Астматик Никшанов задохнулся и полез за эфедрином. Чёрт подери, этот старик совсем сумасшедший, мало того, что провокаторские проекты подбрасывает, он ещё и сексуальный маньяк! Это был перебор для строгих супружеских принципов Никшанова, ни разу не изменившему своей жене за все десять лет жизни с ней.
И ему до нервного зуда захотелось увидеть этого старикашку-маньяка. Просто увидеть, каков он этот человек, живущий по адресу такому-то, как он выглядит, какие у него глаза. Что это за экземпляр такой рода человеческого. И он наметил съездить и посмотреть на Арбелина.

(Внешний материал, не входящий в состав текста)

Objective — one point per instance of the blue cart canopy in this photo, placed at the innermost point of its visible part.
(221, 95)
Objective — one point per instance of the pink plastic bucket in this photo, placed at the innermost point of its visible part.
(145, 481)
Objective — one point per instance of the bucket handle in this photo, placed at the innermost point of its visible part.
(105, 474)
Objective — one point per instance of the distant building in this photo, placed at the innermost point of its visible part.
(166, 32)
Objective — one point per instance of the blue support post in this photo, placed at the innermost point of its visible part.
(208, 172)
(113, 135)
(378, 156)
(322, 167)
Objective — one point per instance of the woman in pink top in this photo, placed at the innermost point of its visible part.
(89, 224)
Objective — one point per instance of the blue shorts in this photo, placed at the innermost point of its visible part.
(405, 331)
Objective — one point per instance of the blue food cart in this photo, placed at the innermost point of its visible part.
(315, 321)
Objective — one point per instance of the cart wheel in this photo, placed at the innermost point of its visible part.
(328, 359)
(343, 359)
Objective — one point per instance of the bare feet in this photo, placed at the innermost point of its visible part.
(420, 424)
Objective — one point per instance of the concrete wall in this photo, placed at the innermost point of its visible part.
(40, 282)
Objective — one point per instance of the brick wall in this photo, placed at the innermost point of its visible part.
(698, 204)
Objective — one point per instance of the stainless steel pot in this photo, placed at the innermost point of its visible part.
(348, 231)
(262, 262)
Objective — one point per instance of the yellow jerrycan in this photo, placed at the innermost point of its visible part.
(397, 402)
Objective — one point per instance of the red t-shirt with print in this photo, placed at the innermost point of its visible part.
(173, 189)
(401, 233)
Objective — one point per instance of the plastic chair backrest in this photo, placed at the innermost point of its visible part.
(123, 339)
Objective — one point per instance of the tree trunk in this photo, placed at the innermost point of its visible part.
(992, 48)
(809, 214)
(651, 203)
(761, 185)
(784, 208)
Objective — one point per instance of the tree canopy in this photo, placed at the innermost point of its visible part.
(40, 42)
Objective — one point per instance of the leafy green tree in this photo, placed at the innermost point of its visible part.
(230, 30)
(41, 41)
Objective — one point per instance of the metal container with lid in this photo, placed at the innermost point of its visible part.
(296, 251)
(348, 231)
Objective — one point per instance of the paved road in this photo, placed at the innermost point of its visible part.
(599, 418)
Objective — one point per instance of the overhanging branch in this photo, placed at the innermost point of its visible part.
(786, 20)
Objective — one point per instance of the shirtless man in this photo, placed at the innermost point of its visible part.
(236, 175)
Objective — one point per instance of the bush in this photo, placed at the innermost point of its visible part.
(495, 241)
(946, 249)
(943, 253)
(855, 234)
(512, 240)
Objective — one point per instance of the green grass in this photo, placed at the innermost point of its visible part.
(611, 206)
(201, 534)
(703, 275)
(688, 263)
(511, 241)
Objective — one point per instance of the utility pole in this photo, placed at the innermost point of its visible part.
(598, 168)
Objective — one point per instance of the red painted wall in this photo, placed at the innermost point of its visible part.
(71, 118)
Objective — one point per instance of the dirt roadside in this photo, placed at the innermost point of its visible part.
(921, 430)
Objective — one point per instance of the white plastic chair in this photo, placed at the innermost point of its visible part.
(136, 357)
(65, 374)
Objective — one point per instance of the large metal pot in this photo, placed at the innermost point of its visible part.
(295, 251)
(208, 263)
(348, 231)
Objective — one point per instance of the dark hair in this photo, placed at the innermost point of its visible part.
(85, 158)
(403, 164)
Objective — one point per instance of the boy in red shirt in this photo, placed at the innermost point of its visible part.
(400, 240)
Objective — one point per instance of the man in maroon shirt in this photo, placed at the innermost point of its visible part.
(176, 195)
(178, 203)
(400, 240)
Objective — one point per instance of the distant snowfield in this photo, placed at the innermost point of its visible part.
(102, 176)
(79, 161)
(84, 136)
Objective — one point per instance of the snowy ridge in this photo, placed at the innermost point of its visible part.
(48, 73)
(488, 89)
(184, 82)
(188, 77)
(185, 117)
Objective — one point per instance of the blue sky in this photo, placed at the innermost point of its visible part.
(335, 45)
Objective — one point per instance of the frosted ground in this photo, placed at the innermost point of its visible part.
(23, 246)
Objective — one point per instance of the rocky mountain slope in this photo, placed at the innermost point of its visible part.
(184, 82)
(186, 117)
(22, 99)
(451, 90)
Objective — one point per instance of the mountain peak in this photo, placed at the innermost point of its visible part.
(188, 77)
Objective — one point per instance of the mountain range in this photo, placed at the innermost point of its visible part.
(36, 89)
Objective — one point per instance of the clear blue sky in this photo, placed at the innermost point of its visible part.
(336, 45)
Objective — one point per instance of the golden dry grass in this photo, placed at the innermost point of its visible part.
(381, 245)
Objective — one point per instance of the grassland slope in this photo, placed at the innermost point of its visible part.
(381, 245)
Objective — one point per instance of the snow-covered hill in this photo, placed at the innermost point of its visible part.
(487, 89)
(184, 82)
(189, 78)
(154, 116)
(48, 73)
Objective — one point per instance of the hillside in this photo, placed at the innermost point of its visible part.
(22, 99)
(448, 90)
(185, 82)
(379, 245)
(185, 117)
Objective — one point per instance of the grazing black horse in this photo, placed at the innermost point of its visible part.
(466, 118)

Глянул на часы. Три часа всего, успеет. Быстро закрыл бумаги в сейф, выключил компьютер и чуть не бегом двинулся к своему «Форду». Он даже не подумал ещё, как же сможет увидеть Арбелина. А пока ехал, придумал самое простое проверенное средство – позвонить в его квартиру, притворившись кем-то ищущим какого-нибудь Иванова-Сидорова. Если Арбелин дома и откроет дверь, то и явит Никшанову своё обличье в самом обычном домашнем виде, в абсолютной естественности и непритворстве. А ему, опытному физиогномисту, достаточно двух секунд, чтобы понять, кто он и чем дышит. Только бы оказался дома.
Руки астматика вспотели от волнения. Никшанов остановился и вдохнул ещё одну порцию эфедрина.
Приехал к дому Арбелина он в четыре часа. И ему повезло – Арбелин оказался дома и открыл дверь.
– Прошу прощения, – как можно проникновеннее произнес Никшанов, – мне нужен Шустиков Сережа, квартира 77.
– Шустикова Сережи по этому адресу нет, ошибка, – вяло отреагировал Арбелин, пронзив Никшанова гипнотическим взглядом глаз необычайного, чуть ли не антрацитового цвета, – номер дома какой?
Растерявшийся от острого взгляда Никшанов всё же сумел прикинуться и добавил к номеру дома Арбелина букву «б»:
– Репина, 12–б?
– Это рядом, здесь 12–а. Извините.
Арбелин закрыл дверь.
Мельком, буквально в долю секунды, когда Арбелин, закрывая дверь, чуточку повернулся, хватило Никшанову, чтобы зафиксировать горб. «Старик-то ещё и горбат!» – пронеслось в мозгу. Это было уж совсем чересчур. Пять жён горбатого превратились в яркую образную метафору, в кинокадры в богатом воображении Никшанова, привыкшего представлять пороки клиентов в картинках. Пять красавиц одна другой моложе, горб и Шехерезада.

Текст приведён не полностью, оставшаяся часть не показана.